这是发生在秦狐狸初到容城时的事情。
眉儿和喜儿闹腾回来,发现客房里的沈容和与龙祁钰双双不在,两人对视一眼,顶着客栈小二的怒目以视,将客栈里里外外翻了个遍,惊醒无数房客鸳鸯。
“公子怎么不见了?”瞪着空空如也的房间,眉儿不解地皱起了眉。
那厢的喜儿左看右看,发现的确没有世子殿下的身影,不敢置信地瞪圆了眼睛:“世子也不在……难道……”
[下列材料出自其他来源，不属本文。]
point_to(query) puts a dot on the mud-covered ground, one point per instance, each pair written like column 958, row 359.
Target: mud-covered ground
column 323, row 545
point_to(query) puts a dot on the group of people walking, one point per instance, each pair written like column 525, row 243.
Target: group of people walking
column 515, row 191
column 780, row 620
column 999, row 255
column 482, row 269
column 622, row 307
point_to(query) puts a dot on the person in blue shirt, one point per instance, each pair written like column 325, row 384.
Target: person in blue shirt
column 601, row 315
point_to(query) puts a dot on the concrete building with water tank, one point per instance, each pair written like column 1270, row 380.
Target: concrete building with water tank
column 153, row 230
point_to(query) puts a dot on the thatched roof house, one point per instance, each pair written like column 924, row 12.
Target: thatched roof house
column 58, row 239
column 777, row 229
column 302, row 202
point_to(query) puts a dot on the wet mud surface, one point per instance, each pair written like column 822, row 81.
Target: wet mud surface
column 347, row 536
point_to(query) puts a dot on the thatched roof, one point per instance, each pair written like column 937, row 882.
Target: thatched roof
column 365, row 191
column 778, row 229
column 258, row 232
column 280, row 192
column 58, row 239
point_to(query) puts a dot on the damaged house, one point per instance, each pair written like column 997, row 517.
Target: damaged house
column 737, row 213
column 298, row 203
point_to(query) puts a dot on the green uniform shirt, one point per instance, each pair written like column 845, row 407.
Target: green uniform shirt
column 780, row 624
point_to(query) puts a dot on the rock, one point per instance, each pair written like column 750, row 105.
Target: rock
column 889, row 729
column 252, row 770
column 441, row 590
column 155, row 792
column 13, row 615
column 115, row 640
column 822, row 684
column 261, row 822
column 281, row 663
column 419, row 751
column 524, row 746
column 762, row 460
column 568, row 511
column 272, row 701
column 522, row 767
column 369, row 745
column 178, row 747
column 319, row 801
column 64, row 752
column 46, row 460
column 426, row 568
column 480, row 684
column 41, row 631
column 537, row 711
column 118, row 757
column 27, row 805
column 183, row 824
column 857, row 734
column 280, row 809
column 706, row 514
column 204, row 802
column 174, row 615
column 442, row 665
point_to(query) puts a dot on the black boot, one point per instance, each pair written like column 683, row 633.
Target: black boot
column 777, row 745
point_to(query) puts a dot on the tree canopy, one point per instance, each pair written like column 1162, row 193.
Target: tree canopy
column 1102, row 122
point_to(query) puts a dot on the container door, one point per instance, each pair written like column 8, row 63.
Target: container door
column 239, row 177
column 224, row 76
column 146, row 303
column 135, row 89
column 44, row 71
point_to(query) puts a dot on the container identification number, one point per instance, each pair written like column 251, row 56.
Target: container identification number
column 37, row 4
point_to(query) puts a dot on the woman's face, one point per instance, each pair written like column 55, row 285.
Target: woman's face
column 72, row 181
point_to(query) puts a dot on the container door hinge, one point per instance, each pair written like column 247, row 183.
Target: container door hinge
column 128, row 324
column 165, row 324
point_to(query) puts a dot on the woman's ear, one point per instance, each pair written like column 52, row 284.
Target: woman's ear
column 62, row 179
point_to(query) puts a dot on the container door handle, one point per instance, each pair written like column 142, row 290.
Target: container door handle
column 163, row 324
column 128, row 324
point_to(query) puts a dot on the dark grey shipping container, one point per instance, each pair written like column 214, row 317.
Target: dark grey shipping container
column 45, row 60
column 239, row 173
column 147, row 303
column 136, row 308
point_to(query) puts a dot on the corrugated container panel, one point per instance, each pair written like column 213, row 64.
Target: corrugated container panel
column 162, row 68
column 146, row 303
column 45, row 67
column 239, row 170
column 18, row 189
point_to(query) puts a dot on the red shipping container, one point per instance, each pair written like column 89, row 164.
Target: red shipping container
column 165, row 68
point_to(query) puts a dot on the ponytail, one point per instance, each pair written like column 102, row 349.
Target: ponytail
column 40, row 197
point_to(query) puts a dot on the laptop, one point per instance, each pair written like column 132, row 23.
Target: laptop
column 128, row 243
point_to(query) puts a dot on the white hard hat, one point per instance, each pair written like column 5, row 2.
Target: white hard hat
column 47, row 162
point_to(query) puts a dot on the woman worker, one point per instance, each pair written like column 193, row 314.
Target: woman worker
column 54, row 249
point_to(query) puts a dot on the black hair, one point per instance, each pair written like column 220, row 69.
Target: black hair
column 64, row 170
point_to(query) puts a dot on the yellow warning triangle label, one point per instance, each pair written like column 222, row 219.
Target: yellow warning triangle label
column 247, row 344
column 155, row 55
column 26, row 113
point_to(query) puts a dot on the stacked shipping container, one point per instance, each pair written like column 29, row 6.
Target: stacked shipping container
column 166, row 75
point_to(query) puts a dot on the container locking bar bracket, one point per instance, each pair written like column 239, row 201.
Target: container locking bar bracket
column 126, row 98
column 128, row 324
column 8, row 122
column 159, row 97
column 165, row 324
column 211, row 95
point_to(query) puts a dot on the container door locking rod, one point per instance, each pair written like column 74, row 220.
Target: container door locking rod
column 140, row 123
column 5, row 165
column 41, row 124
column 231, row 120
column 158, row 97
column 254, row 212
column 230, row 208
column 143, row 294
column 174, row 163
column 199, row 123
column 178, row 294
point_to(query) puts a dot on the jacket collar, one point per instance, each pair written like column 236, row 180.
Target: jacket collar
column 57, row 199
两人对视一眼,在对方眼中清楚的看到面色惨淡如菜色的自己。
“难道……怎样?”眉儿颤巍巍问道。
喜儿吞了吞口水,断断续续地继续道:“他们……私奔了?”
“真的吗?”眉儿睁大双眼,满面忧色。
他家公子十三岁就夺了人家世子殿下的初吻,这等月黑风高夜,最适合私奔爬墙时。万一、万一他家公子“兽性大发”,将世子殿下吃干抹净了肿么办?
越想越觉得担忧,眉儿眉头皱得越来越紧。
喜儿侧首就见眉儿一张小脸皱成一团,不禁开口安慰他:“你放心吧,他们应该只是出去走走,应该没事的。”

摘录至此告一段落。